La bibliothèque libre.
Le texte de cette page a été corrigé et est conforme au fac-similé.

Aujourd’hui le commerce des liquides appartient à quelques gros commanditaires, plus banquiers que marchands de vin, qui tiennent entre leurs mains, dans un vasselage absolu, les établissements de second ordre. Le marchand au détail n’est guère qu’un employé, un prête-nom  ; il gère ce qu’on appelle une régie ; il ne peut s’adresser ailleurs quand on le sert mal, car, d’ordinaire, le loyer est payé directement par les fournisseurs du magasin. Un débit peut avoir cinq ou six patrons successifs, vous y trouverez toujours les mêmes liquides pris chez les mêmes industriels.

Le commerce des vins est donc devenu un commerce de produits chimiques où l’on expérimente toutes les inventions, où l’on pratique la gallisation, la pétiotisation, l’alunage, le salage, le sucrage, le plâtrage, où l’on combine les matières colorantes de toute espèce, les ingrédients de toute nature.

On devine quelle influence désastreuse cette chimie exerce sur la santé publique. Les vins naturels, en effet ont des principes d’assimilation et les excès mêmes avec eux n’ont que de médiocres inconvénients[1]. Vous avez vu en Bourgogne, par exemple, des vignerons dont la trogne est rubiconde, dont la face a pris les couleurs du pampre à l’automne ; ils sont toujours gais, bien portants, vivent très vieux.
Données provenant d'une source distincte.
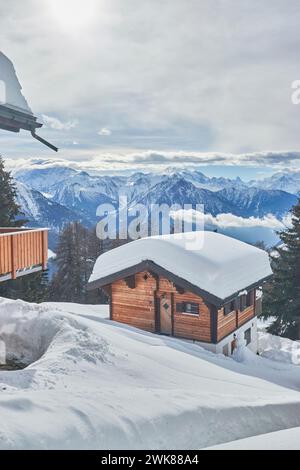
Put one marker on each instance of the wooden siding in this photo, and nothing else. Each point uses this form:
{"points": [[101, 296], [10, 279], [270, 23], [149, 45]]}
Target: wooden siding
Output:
{"points": [[226, 323], [22, 249], [140, 306], [135, 307], [246, 315]]}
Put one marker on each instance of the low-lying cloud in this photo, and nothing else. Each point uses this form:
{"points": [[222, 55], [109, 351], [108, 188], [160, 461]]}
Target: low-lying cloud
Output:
{"points": [[225, 221]]}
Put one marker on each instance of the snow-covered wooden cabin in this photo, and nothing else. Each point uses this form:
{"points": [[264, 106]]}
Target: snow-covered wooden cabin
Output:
{"points": [[201, 286]]}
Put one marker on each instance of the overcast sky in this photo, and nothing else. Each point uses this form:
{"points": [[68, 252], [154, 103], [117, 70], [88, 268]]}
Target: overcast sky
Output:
{"points": [[141, 83]]}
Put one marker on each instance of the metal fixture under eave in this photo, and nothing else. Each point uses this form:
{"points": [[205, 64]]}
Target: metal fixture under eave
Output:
{"points": [[13, 119]]}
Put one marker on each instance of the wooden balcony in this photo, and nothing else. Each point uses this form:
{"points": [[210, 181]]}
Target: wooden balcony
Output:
{"points": [[22, 251]]}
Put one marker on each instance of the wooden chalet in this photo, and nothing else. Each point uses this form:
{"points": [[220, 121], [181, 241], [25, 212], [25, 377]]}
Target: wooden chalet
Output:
{"points": [[22, 251], [209, 293]]}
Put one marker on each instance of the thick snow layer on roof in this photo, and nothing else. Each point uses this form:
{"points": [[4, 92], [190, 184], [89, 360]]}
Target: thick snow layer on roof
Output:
{"points": [[218, 264]]}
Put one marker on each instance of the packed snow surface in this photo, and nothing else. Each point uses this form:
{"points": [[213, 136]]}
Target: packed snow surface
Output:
{"points": [[93, 383], [213, 262], [289, 439]]}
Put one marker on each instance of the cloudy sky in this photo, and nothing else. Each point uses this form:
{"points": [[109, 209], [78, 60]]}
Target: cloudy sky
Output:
{"points": [[126, 84]]}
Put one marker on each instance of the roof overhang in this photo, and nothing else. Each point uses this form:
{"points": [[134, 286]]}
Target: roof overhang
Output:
{"points": [[13, 120], [152, 267]]}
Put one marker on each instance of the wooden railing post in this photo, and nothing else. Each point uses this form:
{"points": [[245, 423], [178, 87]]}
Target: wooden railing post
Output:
{"points": [[14, 255], [44, 249]]}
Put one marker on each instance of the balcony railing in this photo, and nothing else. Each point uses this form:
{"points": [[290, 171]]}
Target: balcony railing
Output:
{"points": [[22, 251]]}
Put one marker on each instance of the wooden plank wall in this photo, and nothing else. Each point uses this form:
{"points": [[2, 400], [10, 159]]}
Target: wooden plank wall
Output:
{"points": [[188, 326], [136, 307], [23, 250]]}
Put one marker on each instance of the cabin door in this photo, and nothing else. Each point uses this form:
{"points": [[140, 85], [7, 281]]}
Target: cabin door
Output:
{"points": [[165, 307]]}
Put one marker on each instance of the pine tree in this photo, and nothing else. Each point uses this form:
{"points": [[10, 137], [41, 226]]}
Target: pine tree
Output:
{"points": [[282, 296], [33, 288], [9, 209], [77, 250]]}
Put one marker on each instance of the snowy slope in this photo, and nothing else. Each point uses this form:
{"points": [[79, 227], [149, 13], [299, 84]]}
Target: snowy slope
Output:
{"points": [[288, 439], [97, 384], [43, 212]]}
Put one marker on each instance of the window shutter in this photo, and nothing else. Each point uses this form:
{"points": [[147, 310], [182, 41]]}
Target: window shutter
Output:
{"points": [[227, 309]]}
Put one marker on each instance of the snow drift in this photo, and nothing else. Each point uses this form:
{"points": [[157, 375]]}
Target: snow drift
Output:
{"points": [[92, 383]]}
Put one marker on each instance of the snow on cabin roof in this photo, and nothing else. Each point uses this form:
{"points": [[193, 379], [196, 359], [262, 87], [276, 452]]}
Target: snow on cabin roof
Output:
{"points": [[218, 265]]}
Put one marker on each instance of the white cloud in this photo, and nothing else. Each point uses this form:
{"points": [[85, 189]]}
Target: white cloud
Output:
{"points": [[181, 79], [104, 131], [55, 123], [224, 221]]}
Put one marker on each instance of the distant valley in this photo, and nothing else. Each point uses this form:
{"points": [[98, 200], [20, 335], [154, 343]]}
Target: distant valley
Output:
{"points": [[52, 195]]}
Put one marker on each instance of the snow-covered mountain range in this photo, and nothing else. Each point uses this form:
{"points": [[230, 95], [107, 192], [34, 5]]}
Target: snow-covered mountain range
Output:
{"points": [[51, 194]]}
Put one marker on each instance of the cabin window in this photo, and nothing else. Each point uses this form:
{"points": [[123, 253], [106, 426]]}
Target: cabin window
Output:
{"points": [[230, 307], [247, 336], [246, 300], [190, 308]]}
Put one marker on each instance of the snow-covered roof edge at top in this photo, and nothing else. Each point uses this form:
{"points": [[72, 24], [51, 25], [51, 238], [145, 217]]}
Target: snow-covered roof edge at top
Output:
{"points": [[215, 263]]}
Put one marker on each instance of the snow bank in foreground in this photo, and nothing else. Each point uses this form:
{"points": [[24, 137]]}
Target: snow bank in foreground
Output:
{"points": [[29, 332], [98, 384], [279, 349], [289, 439]]}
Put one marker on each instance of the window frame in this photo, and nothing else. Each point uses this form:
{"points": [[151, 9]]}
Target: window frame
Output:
{"points": [[181, 308]]}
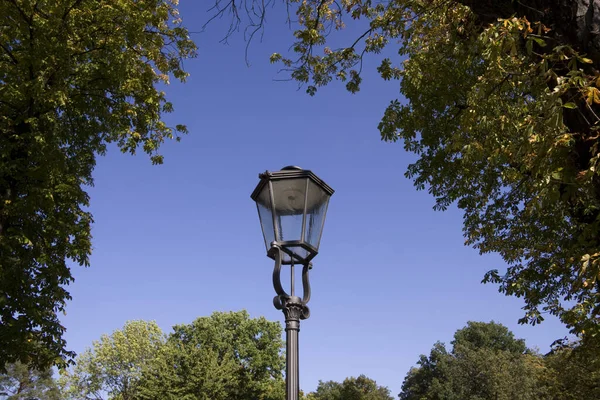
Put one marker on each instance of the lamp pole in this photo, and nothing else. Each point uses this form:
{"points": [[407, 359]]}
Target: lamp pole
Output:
{"points": [[292, 204], [294, 309]]}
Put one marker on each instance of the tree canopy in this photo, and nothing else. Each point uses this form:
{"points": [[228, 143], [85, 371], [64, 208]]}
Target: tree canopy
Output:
{"points": [[501, 106], [359, 388], [75, 75], [114, 364], [18, 382], [485, 362], [221, 357]]}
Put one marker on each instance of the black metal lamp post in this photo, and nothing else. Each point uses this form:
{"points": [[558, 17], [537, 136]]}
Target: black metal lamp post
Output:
{"points": [[292, 204]]}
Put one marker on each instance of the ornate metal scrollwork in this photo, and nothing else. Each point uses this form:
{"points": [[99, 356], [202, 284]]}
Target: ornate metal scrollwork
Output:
{"points": [[293, 307]]}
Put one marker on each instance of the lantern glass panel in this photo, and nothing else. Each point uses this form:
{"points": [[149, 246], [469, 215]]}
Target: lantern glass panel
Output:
{"points": [[265, 213], [315, 213], [299, 251], [289, 196]]}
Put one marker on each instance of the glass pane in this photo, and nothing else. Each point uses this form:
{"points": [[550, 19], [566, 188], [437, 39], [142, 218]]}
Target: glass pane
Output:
{"points": [[289, 208], [296, 250], [315, 213], [263, 202]]}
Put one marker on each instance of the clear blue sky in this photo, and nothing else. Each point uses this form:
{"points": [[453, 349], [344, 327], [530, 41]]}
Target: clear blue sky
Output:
{"points": [[181, 240]]}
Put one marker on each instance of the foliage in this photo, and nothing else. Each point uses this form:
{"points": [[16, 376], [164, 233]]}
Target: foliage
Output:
{"points": [[115, 363], [360, 388], [21, 383], [486, 362], [75, 75], [224, 356], [574, 371], [502, 110]]}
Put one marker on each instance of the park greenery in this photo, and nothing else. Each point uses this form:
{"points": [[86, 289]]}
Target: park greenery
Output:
{"points": [[229, 355], [75, 76], [501, 105]]}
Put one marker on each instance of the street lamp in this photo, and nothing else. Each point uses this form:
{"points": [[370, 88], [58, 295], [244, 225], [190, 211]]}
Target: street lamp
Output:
{"points": [[292, 204]]}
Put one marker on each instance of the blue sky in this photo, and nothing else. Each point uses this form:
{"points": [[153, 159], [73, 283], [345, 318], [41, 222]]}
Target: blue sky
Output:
{"points": [[181, 240]]}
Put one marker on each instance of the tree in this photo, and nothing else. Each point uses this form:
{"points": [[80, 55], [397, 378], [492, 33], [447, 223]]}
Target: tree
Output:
{"points": [[360, 388], [18, 382], [114, 365], [224, 356], [486, 362], [75, 75], [502, 109]]}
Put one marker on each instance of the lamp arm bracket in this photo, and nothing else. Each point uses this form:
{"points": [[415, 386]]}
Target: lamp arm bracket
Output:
{"points": [[293, 306]]}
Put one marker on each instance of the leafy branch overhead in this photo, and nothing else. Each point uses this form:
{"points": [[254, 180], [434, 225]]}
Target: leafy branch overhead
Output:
{"points": [[75, 76], [501, 106]]}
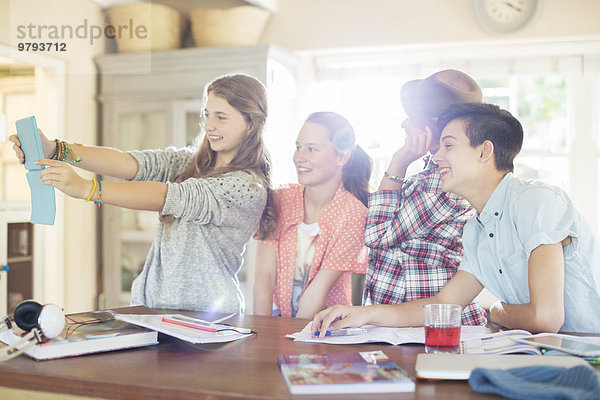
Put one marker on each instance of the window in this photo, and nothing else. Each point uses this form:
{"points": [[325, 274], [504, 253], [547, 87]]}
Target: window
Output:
{"points": [[552, 88]]}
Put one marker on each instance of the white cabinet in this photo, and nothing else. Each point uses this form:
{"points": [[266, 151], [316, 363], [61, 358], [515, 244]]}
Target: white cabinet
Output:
{"points": [[154, 100]]}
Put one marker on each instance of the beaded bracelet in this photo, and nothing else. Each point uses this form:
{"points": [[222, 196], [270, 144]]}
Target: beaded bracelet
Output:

Les breuvages composés avec des essences, au contraire, ne s’assimilent pas, ils ont l’action de véritables poisons, ils déterminent des crises de delirium tremens, des accès de frénésie, des raffinements de férocité dont l’homme est à peine responsable.

  1. Voir à ce sujet l’excellent rapport du docteur Lancereau sur l’alcoolisme, lu à l’Académie de médecine, à la séance du 17 novembre 1885.